Sun exposure is a hot topic right now (pardon the pun). How much to get, how to protect your skin, how to get enough vitamin D, and the list goes on.
I recently read an article (which I highly recommend reading yourself!) that I believe was really well researched and documented. It basically sums up my feelings on the topic of adequate and appropriate sun exposure. Of course, I have further notes that I feel are important to look at when trying to get the most from the sun without being scared of it.
HOW IT WORKS
Why do you even need sun exposure in the first place? Vitamin D, created from sun exposure, is needed in every cell of your body to help things function properly.
There's a reaction that happens under your skin when the sun's rays react with specific enzymes, creating vitamin D3. This form of vitamin D then moves through your liver and kidneys where it's converted into different forms that are used elsewhere in your body, including in the bones and the brain. In order for this to happen, you need to be exposed to UVB rays from the sun, but safety first...
The Difference Between UVA & UVB?
is skin damaging
are most present in the early morning and late afternoon hours when the sun is lower in the sky
can pass through glass
is skin protective
is most present during peak daytime hours when the sun is higher in the sky
cannot pass through glass
If you reduce your exposure or use sunscreen to protect your skin from UVB rays, you'll sacrifice your production of the essential vitamin D. A balance is required - how much sun do you need in order to receive adequate amounts of exposure to boost your vitamin D levels without overdoing it?
FACTORS TO CONSIDER
You require approximately 10-20 minutes of exposure to produce a daily dose of vitamin D and the best time of the day to receive UVB rays is between 10am and 2pm. Unfortunately, these are also some of the hottest hours of the summer day! Consider the following when heading out for the day:
Do You Need To Be Outside?
If you know you'll be exposed to the sun for longer than 20 minutes a day (maybe your job requires that you're outside), get your exposure then protect yourself. Wear a zinc oxide or titanium dioxide based natural sunscreen for full blockage, shade your arms, legs and neck with a light weight shirt, pants and a brimmed hat. If you're lucky enough, maybe you'll get super duper amounts of shade from a hat as ridiculously large as mine!
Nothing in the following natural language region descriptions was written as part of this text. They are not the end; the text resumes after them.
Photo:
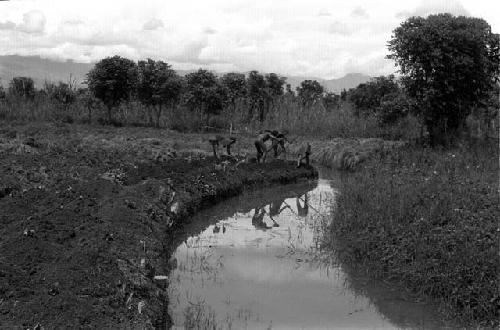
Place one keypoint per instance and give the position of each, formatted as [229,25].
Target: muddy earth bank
[84,222]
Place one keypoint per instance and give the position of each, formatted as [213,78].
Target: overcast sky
[321,38]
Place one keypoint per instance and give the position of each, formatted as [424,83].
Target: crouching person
[304,155]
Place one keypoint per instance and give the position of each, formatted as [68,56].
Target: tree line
[448,69]
[115,80]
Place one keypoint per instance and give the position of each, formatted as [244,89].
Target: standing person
[260,144]
[304,154]
[278,144]
[302,211]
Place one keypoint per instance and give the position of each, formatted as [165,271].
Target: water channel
[255,262]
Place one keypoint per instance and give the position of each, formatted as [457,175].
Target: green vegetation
[449,64]
[427,219]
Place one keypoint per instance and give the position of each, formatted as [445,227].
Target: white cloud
[33,22]
[360,12]
[324,38]
[427,7]
[153,24]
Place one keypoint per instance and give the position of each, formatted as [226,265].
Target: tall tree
[449,64]
[257,94]
[309,92]
[113,80]
[204,93]
[22,86]
[159,86]
[235,88]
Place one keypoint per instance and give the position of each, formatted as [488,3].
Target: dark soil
[83,230]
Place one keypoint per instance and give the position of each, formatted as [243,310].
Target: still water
[255,262]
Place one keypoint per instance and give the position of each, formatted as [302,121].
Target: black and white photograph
[249,164]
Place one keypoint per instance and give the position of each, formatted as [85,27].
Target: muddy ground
[85,213]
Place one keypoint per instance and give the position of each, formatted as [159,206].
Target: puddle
[251,262]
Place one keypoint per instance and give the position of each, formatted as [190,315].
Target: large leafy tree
[257,94]
[235,86]
[113,80]
[159,86]
[449,64]
[204,93]
[275,84]
[22,86]
[310,92]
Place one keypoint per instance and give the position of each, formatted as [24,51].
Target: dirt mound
[83,225]
[347,154]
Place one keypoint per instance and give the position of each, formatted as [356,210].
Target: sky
[313,38]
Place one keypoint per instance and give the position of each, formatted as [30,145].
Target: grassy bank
[428,220]
[85,214]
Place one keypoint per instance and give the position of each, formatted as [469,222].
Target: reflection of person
[304,154]
[275,207]
[302,211]
[258,220]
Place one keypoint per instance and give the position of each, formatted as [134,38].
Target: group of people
[277,141]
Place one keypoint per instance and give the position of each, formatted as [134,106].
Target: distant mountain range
[44,69]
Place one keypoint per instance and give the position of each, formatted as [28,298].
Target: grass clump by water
[428,220]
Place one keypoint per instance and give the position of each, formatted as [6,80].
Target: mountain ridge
[42,70]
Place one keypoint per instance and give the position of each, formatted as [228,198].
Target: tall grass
[283,113]
[427,219]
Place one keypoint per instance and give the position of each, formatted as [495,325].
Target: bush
[427,219]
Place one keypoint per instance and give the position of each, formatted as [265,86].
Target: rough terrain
[84,213]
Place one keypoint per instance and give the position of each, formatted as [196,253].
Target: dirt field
[84,213]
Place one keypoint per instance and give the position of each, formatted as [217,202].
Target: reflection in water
[252,262]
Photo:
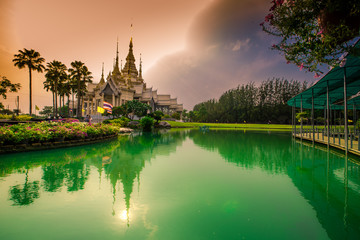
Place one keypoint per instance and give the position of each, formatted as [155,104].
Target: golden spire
[116,71]
[140,68]
[117,51]
[102,80]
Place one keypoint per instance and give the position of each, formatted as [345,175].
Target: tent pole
[345,113]
[292,121]
[295,117]
[301,117]
[328,113]
[312,115]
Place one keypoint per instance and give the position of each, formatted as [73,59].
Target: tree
[47,110]
[313,32]
[55,77]
[5,86]
[80,74]
[137,108]
[176,115]
[32,60]
[157,115]
[118,111]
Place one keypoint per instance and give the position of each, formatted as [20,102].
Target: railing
[336,137]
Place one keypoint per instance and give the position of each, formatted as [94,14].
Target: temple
[126,84]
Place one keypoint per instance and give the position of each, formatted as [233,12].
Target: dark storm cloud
[226,47]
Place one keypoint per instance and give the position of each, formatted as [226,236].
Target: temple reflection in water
[329,181]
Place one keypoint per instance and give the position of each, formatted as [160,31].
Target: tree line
[60,80]
[265,103]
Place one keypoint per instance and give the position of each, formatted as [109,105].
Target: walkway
[336,140]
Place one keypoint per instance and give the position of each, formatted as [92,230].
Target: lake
[182,184]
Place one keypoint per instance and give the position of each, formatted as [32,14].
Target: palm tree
[80,75]
[55,76]
[32,60]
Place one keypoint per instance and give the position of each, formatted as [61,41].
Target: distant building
[126,85]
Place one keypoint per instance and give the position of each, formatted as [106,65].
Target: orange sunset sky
[192,49]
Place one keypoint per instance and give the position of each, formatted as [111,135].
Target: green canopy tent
[330,91]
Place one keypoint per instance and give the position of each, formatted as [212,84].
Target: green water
[181,185]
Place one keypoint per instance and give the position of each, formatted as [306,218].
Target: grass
[249,126]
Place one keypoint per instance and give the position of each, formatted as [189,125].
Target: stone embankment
[25,147]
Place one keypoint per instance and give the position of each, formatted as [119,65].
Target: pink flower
[269,17]
[319,33]
[316,75]
[301,66]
Check your daily UV index to know how quickly your skin will burn when exposed directly to the sun. On days when the index is higher, try to be out for a shorter period of time (i.e. closer to the 10 minute mark) and vice versa when the index is low.
While the sun is increasing in strength (i.e. when summer is approaching) is the best time to build up your skin's melanin content to protect throughout the season from sun burning. Start by spending 3-5 minutes of unprotected time in the sun per day and slowly increase the time you spend in the sun's rays to the 10-20 minute range, or longer if you can handle it. You want your skin to lightly tan, not burn. A tan is your skin's protection plan from burning, while a burn is skin and cellular damage. Let your body do what it's meant to do and try not to challenge it to survive.
It takes up to 48 hours for vitamin D to travel from the site of creation under your skin into your bloodstream. If showering isn't necessary following your day in the sun, avoid it. If a good washing is necessary, rinse your body and scrub only your pits and bits. Avoid scrubbing your arms and legs (i.e. the parts of your body with the largest surface area for vitamin D creation!).
THINGS TO REMEMBER
Time of Year
Don't let a sunny winter day fool you. In Canada, you're lucky if you get 3 good summer months to receive usable UVB rays to create vitamin D. What about the other 9 months? It's best to get as much sun exposure as we can throughout the viable season, but you may want to supplement with a liquid vitamin D3 or vitamin D3/K2 (for bone strength) throughout the remainder of the year. How much you need can be determined by your blood test results (see below).
Get Your Vitamin D Levels Tested
Know that vitamin D can stay in your bloodstream for up to 3 months after creation. Your personal demands, supplemental intake and sun exposure will determine how long this lingering effect will be. Being out in the sun for 3 solid months may hold you over for an additional 1-3 months, but it's more realistic to look at maintaining your levels going into the winter months to avoid the possibility of a depressed mood or a change in overall health. It's best to work with a professional (contact me!) to determine whether your levels are adequate and if not, how to get them where they need to be.
There's no need to fear the sun. After all, you need it to survive! Being knowledgeable of how to best utilize its blessings while avoiding its curses is good practice for a healthy relationship with nature's solar beast.
So go ahead and play outdoors! I encourage it. Respect the sun and it will do your body good.